To begin with the design, I looked up the datasheet of my Buck Regulator and examined the suggested layout and how to select the other parts. Then I began the schematic.
The schematic tool I use is Eagle CAD. To begin, I found all of the parts I had selected with the correct footprints. It took a surprising amount of work to get just the right footprint! Then I connected the components and began the board layout. I first squeezed all of the pieces in as tight as I dared and put everything as close to the parts they connected to as possible. Then I created a ground plane, a 12V plane, and a 6V plane to cut down on the number of traces. I also decided to have 3 outputs so that I could connect multiple loads to a single board. Then I connected everything through traces and vias and voila! The board layout was complete!
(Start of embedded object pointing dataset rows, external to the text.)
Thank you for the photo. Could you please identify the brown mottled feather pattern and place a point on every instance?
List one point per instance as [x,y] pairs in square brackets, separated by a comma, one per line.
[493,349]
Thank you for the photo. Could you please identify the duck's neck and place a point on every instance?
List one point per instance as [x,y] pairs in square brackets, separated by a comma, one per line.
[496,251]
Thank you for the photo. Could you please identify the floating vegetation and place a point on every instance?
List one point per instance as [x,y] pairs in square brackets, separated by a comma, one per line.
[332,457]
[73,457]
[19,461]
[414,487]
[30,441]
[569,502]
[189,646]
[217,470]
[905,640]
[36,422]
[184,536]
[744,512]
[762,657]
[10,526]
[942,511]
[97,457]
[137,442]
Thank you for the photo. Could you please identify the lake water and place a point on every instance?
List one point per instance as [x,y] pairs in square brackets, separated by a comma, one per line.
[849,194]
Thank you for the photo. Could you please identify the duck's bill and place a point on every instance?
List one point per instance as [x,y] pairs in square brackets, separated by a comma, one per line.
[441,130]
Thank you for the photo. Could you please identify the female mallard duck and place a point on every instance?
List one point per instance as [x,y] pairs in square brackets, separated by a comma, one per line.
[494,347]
Next I had to send the board in for fabrication and I had a solder stencil created. It took 2 weeks for the board to arrive and a few more days for the parts to come in. Once everything was at my house, I began the assembly!
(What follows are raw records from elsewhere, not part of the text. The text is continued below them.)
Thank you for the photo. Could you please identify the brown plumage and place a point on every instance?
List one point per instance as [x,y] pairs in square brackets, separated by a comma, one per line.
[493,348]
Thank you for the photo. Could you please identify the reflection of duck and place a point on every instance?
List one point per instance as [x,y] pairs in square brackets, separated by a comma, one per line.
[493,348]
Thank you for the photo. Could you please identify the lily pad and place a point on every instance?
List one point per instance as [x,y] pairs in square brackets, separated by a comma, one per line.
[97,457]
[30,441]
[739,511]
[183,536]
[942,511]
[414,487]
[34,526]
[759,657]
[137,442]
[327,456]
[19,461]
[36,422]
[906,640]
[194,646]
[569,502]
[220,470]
To assemble the board, I first had to clean it with isopropyl alcohol and make sure the stencil matched the copper. Once I was certain everything was in place, I created a jig for the board so the stencil would lay flat on it and the solder paste would be even. Then I put the solder paste on by squeezing it onto the exposed copper areas and then using a card to spread it evenly. Once the solder was on, I placed the components on the board with tweezers and lined all of them up as best I could. Most of the resistors and capacitors had 0402 footprints which is just 1mm in length! When I had finished placing the components I put it in a toaster oven at 450 degrees and let it sit for about 2 minutes. After taking it out and letting it cool, I put the connectors on the board and tested it. It worked!!